Hovshaga AIF
- Full name: Hovshaga Allmänna Idrottsförening
- Founded: 1986
- Ground: Hagavallen Växjö Sweden
- Chairman: Torbjörn Axelsson
- League: Division 4 Sydvästra Småland
| Home colours | Away colours |

= Hovshaga AIF =

Swedish football club

Hovshaga AIF is a Swedish football club located in Växjö in Växjö Municipality, Kronoberg County.

==Background==
Hovshaga AIF (abbreviated as HAIF) is one of Småland's biggest sporting clubs and is based at the Hagavallen and Hovshaga sports hall. HAIF is active in football, bandy, floorball and tennis. There is also a table tennis section that is dormant at the moment.

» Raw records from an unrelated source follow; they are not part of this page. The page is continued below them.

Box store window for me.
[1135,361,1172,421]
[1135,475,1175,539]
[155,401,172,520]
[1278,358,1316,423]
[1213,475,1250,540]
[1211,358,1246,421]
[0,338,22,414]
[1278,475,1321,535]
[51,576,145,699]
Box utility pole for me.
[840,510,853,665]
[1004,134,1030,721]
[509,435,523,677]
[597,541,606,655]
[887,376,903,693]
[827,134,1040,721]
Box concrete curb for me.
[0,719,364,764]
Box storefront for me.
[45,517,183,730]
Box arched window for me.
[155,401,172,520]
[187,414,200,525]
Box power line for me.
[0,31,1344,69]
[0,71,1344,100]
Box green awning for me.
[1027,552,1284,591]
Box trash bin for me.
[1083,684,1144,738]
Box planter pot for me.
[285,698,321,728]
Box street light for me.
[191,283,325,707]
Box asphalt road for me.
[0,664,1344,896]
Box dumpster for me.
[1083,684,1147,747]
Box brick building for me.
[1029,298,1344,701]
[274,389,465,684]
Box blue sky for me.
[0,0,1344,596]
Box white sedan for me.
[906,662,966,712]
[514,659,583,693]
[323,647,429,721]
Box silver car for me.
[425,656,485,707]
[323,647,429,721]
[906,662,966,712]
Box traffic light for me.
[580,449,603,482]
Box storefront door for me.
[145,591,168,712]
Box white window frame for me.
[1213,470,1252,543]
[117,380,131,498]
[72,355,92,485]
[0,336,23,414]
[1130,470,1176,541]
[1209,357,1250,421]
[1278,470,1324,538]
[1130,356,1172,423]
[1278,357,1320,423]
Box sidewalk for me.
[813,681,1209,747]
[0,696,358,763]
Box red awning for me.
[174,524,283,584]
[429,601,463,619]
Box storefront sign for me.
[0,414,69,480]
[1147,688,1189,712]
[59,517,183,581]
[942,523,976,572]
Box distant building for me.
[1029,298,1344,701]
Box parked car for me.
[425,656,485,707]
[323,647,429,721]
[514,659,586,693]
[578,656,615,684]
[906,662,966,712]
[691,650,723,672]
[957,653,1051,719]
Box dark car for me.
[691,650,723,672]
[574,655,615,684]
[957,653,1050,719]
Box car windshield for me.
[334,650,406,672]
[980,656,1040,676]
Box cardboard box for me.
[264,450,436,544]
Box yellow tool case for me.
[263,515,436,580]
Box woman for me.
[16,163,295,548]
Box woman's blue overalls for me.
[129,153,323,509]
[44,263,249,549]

The football club currently plays in Division 4 Sydvästra Småland which is the sixth tier of Swedish football. They play their home matches at the Hagavallen in Växjö.

The club is affiliated to Smålands Fotbollförbund.

The record for most appearances are held by Robin Backström which entered his 13th season in the club (2013) with 197 games for the first team.

==Season to season==

| Season | Level | Division | Section | Position | Movements |
|---|---|---|---|---|---|
| 1999 | Tier 7 | Division 6 | Värend | 10th |  |
| 2000 | Tier 7 | Division 6 | Värend | 7th |  |
| 2001 | Tier 7 | Division 6 | Alvesta | 7th |  |
| 2002 | Tier 7 | Division 6 | Värend | 2nd |  |
| 2003 | Tier 7 | Division 6 | Värend | 1st | Promoted |
| 2004 | Tier 6 | Division 5 | Småland Södra | 4th |  |
| 2005 | Tier 6 | Division 5 | Småland Södra | 3rd |  |
| 2006* | Tier 7 | Division 5 | Småland Södra | 7th |  |
| 2007 | Tier 7 | Division 5 | Småland Södra | 5th |  |
| 2008 | Tier 7 | Division 5 | Småland Södra | 6th |  |
| 2009 | Tier 7 | Division 5 | Småland Södra | 3rd |  |
| 2010 | Tier 7 | Division 5 | Småland Södra | 2nd | Promotion Playoffs – Promoted |
| 2011 | Tier 6 | Division 4 | Småland Sydvästra | 1st | Promoted |
| 2012 | Tier 6 | Division 4 Elit | Småland Västra | 7th |  |

- League restructuring in 2006 resulted in a new division being created at Tier 3 and subsequent divisions dropping a level.